Ostatnie miesiące dla grupy youtuberów, znanych jako Ekipa, nie należały do najłatwiejszych. I choć wydawać by się mogło, że po wypuszczeniu na rynek napojów, zeszytów i zapowiedzi pracy nad grą mobilną, Ekipie uda się uniknąć kolejnych kłopotów, sprawa może okazać się nie taka łatwa. Kolejne afery byłyby dla influencerów coraz trudniejsze do wytłumaczenia, a oskarżenia o następną kradzież z całą pewnością nie buduje zaufania marce. 

Ekipa ukradła pomysł na koszulkę?

Po tym, jak okazało się, że Wersow (Weronika Sowa) ukradła logo słynnej sówki i przez długi czas używała go w swoich filmach, wydawało się, że Ekipa będzie zwracać uwagę na to, co pokazują w internecie. Nic bardziej mylnego. Jakiś czas temu na sklepie Ekipatonosi pojawiła się nowa koszulka, którą zachwalał na swoim instagramie Karol Friz Wiśniewski.

Internauci dość szybko wychwycili, że nowy produkt nie tylko przypomina, a jest praktycznie taki sam jak koszulki Vetements, a co ciekawe, do złudzenia przypominające także logo zespołu Happysad.
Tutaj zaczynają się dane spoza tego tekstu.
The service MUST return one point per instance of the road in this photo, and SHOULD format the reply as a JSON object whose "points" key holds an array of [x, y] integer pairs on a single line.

Ubranie opierało się na znanym motywie przedstawiającym połączenie dwóch buziek – jednej uśmiechniętej, drugiej smutnej, które przechodzą przez siebie, tworząc całość. Wszystko oparte zostało na czerni i bieli, które swoim kontrastem ukazują dwie tak różne emocje. Koszulki, o które toczy się spór, miały nawiązywać do piosenki, pochodzącej z albumu Ekipy pod tytułem „Dobry mood” i nadal znajdują się na stronie sklepu w cenie 99,99 zł.

Ekipa nie odnosi się do zarzutów, a Friz aktualnie wydaje się być dużo bardziej zainteresowany swoim nowym programem, niż zarzutami, co nie zmienia faktu, że wiele spraw związanych z popularnymi youtuberami pozostaje nierozwiązanych. Tuż za nimi, jak widmo, staje się nadal czekać Sylwester Wardęga, który nagłaśnia każde ich potknięcie.

W ostatnich tygodniach kolejnych problemów doczekała się Wersow, której Wardęga przypomniał o niezałatwionej sprawie z logiem sowy, a także o licznych scamach, których reklamowania dopuściła się Weronika. Dziewczyna Friza, naśladując swoje koleżanki z branży, wydała pisemne przeprosiny w sprawie reklamowania szkodliwych substancji. 

Happysad odpowiedzieli…

Internauci, mając na uwadze to, jak bardzo nośny jest temat problemów wewnątrz Ekipie, zaczęli przewidywać, że i ta sprawa zakończy się kłótnią pomiędzy grupą muzyczną a influencerami. Sprawa może się jednak potoczyć inaczej, ponieważ muzycy odpowiedzieli i dość szybko zakończyli dyskusję. „W życiu. Kogo to obchodzi?” – brzmiał komentarz, odnoszący się do tej afery. Rozbawił on czytelników, którzy uznali, że jest to podejście, które szanują, ponieważ im mniej rozgłosu, tym mniej zysków dla youtuberów. 

Patrząc na to, że dni mijają, a odpowiedź nie nadchodzi, można odnieść wrażenie, że jedyną osobą, będącą w stanie wyciągnąć z Ekipy przeprosiny, jest Sylwester Wardęga i jedynie jego reakcja mogłaby sprawić, że internauci dostaliby wyjaśnienia.